Mesmo assim, não conseguimos convencer Conceição Ivo a juntar-se a nós nos concertos da Ribeira Grande. Não será este ano que vai bailar ao Tremor, mas já esteve mais longe. “Ora dê cá um abraço”, lança-se para nós e assim selamos o nosso adeus. “Nada acontece por acaso”, deixa no ar e não temos por que não crer nisso, como também não temos por que não crer que, uma vez no Mercado Municipal, Conceição não seria capaz de resistir à grande festa que os L’Eclair proporcionaram.

Se um dos encantos do Tremor é conhecer projetos que ainda se estão a definir, bandas que desafiam as fronteiras entre a música e outras linguagens artísticas num processo exploratório que toma o público como parte dessa formação de identidade, também é verdade que o festival nos consegue surpreender com nomes que já apresentam uma grande maturidade e solidez.

Desse leque, fazem claramente parte os L’Eclair, grupo formado na Suíça que, no baixo, teclado, guitarra, bateria e percussões, deram a atuação mais robusta do Tremor, até agora. Numa viagem absolutamente psicadélica, praticamente sem pausas entre os longos temas, foram navegando por uma sonoridade fluída entre a eletrónica, o funk, o afro-disco e o jazz, deixando espaço para a improvisação e para loops que nos acertavam em cheio nos corpos, já completamente indomáveis. Olhava-se para eles e via-se que se estavam a divertir à grande. Que mais pedir de uma banda ao vivo?

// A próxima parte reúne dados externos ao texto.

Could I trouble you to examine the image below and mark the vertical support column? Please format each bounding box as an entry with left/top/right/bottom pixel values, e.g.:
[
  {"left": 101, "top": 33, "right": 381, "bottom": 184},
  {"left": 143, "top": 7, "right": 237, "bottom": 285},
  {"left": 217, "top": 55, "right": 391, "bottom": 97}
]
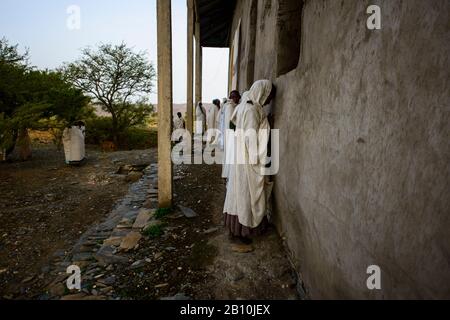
[
  {"left": 195, "top": 21, "right": 203, "bottom": 109},
  {"left": 186, "top": 0, "right": 194, "bottom": 136},
  {"left": 156, "top": 0, "right": 173, "bottom": 208}
]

O dia ficou igualmente marcado pelas atuações de Maria Reis – houve quem nos tivesse jurado que ela, em palco com a irmã Júlia Reis, seu braço direito nas Pega Monstro, deu uma atuação muito bonita – pela performance da artista turca radicada no Porto, Ece Canli, ao lado da ativista e produtora trans Odete, e pela estreia nos palcos dos Victoria, banda agenciada pela editora micaelense Marca Pistola. Hoje o dia é de Lyra Pramuk (20h15), da Associação de Surdos da Ilha de São Miguel (ASISM), que se junta ao coletivo ondamarela e ao Coral de São José, o mais antigo coro do arquipélago, para aquela que se antevê como uma das atuações mais emotivas do festival (21h30), dos We Sea, banda habitué do Tremor (23h), e de MADMADMAD, que prometem libertação através da dança (23h59). Aqui estaremos para o comprovar.